Monthly Archives: December 2009

Winter beauty

Latodami Field, North Park, 29-Nov-09 (photo by Dianne Machesney)
Winter in Pittsburgh is mild compared to Pennsylvania’s northern and mountainous regions. 

Yesterday it snowed but didn’t stick – at least in my neighborhood.  We usually don’t have snow cover in the city until late December, and then it’s likely to melt.  Even so, a snowless winter can be beautiful when the sun shines, as it will today. 

Here’s a photo Dianne Machesney took a week ago at Latodami’s upper field in North Park.  The muted browns of winter have a special kind of beauty.

(photo by Dianne Machesney)

Anatomy: Secondaries and Tertials

Bald eagle with secondaries and tertials marked (photo by Chuck Tague)

Today I’ll wrap up the wing’s flight feathers, parts two and three, secondaries and tertials.

Like the primaries we learned about last week, secondaries and tertials are remiges.  The secondaries run from the wrist to the elbow and hang from a bone called the ulna.  They’re marked here in pink.  Tertials, marked in yellow, run from elbow to armpit and hang from the humerus.  If humans had wings our secondaries and tertials would hang like the sleeve fringe on a buckskin jacket.

The number of secondary feathers varies depending on species, from six in small birds to 40 for an albatross.  Tertials are always few and usually hard to see in flight, especially on songbirds who have 9-10 primaries, 6 secondaries and only 3 tertials.

Tertial feathers are rarely mentioned except in shorebird identification.  That’s because shorebird wing structure is so different that their tertials nearly cover their primaries when their wings are folded.  In fact, when at rest, their tertials lay on top of their tails instead of over their backs.  If I was good at shorebird identification I would be able to look at the tertials and come up with the correct species.  I’d even be able to age the bird.

And finally, even jets have movable secondaries and tertials – or so I like to think.  When birds land they cup their wings and drop their secondaries and tertials to create drag and slow down.  When a jet lands, it lowers two sets of flaps on its wings to do the same thing.

Watch a pigeon land, then watch a jet and you’ll see what I mean.

(photo of a juvenile bald eagle by Chuck Tague, modified to show the secondaries and tertials)

Beyond Bounds: American Avocets

American Avocets at Bombay Hook (photo by Kim Steininger)
Now that I’ve been writing this blog for more than two years (time flies!) I’ve accumulated a stockpile of photos from friends.  Many of the pictures are stunning but I never get a chance to use them when I write about local birds in season.  So I have a plan.

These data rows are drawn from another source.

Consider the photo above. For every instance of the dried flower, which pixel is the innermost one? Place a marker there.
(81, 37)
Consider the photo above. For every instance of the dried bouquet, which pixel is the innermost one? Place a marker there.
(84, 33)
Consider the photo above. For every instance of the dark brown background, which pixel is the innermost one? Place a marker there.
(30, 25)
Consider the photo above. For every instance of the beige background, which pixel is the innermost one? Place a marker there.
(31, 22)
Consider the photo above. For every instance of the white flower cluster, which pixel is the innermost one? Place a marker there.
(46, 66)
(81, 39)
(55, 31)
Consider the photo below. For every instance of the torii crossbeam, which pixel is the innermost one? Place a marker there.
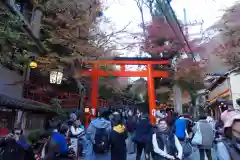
(95, 72)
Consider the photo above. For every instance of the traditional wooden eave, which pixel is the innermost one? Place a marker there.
(23, 104)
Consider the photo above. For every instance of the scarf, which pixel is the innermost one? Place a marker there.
(167, 138)
(233, 147)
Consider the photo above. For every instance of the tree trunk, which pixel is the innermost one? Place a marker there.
(36, 21)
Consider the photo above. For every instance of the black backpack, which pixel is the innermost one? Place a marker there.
(102, 141)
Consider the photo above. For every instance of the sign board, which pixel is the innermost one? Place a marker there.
(93, 111)
(154, 112)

Today I’m starting a weekly series for this winter that I’m calling Beyond Bounds, a celebration of superior photos of birds that you won’t find in southwestern Pennsylvania.  

American avocets lead the list.  The Pittsburgh area is rarely graced by the visit of a single avocet and we never see flocks like this.  Kim Steininger captured these at Bombay Hook, Delaware. 

Aren’t their patterns cool?  Yes, beyond bounds.

(photo by Kim Steininger)

What a Moon!

Full Moon (photo by Chuck Tague)
The sky was clear, the full moon bright.  Last night my backyard was flooded with light as bright as day.

The trees and even the twigs cast shadows.  If I was a mouse there would be no hiding from an owl in that silvery light.

Above the Arctic Circle the sun set on September 21 inaugurating six months of perpetual darkness – or so I thought until the moon reminded me that once a month everything is revealed.

I imagine last night on Banks Island.  The sea ice glints in the moonlight.  An arctic fox crouches to pounce on a lemming.  A raven scans the ice for seal guts, remains of a polar bear’s meal.  Night is turned to day.

The Snow Moon will wane.  In two weeks time only stars will illuminate the scene.  The night will be dim until the next full moon – a Blue Moon – on December 31.

(photo by Chuck Tague.  See Chuck’s moon-watch in Florida and his Full Moon Schedule for 2010.)

Christmas Fern

Close-up of Christmas Fern (photo by Dianne Machesney)
Welcome to the Christmas month.

When you take a walk in December’s woods you’ll find very little green except for this plant, the Christmas fern, Polystichum acrostichoides, so named because it’s green during the holidays.

Christmas fern is a common, evergreen, perennial fern that grows in the woods in most of eastern North America.  It’s one of the few ferns I can recognize because its leaflets are shaped like Christmas socks or like Santa’s sleigh.  (To see the sleigh shape turn the leaflet sideways with the “thumb” pointing up.)   From afar the plant looks like a clump growing in well-drained rich soil.

People used to use this fern in Christmas decorations, though I must say I prefer pine for its Christmas-y smell. 

Keep your eyes open for this splash of green.  It brightens December’s short days.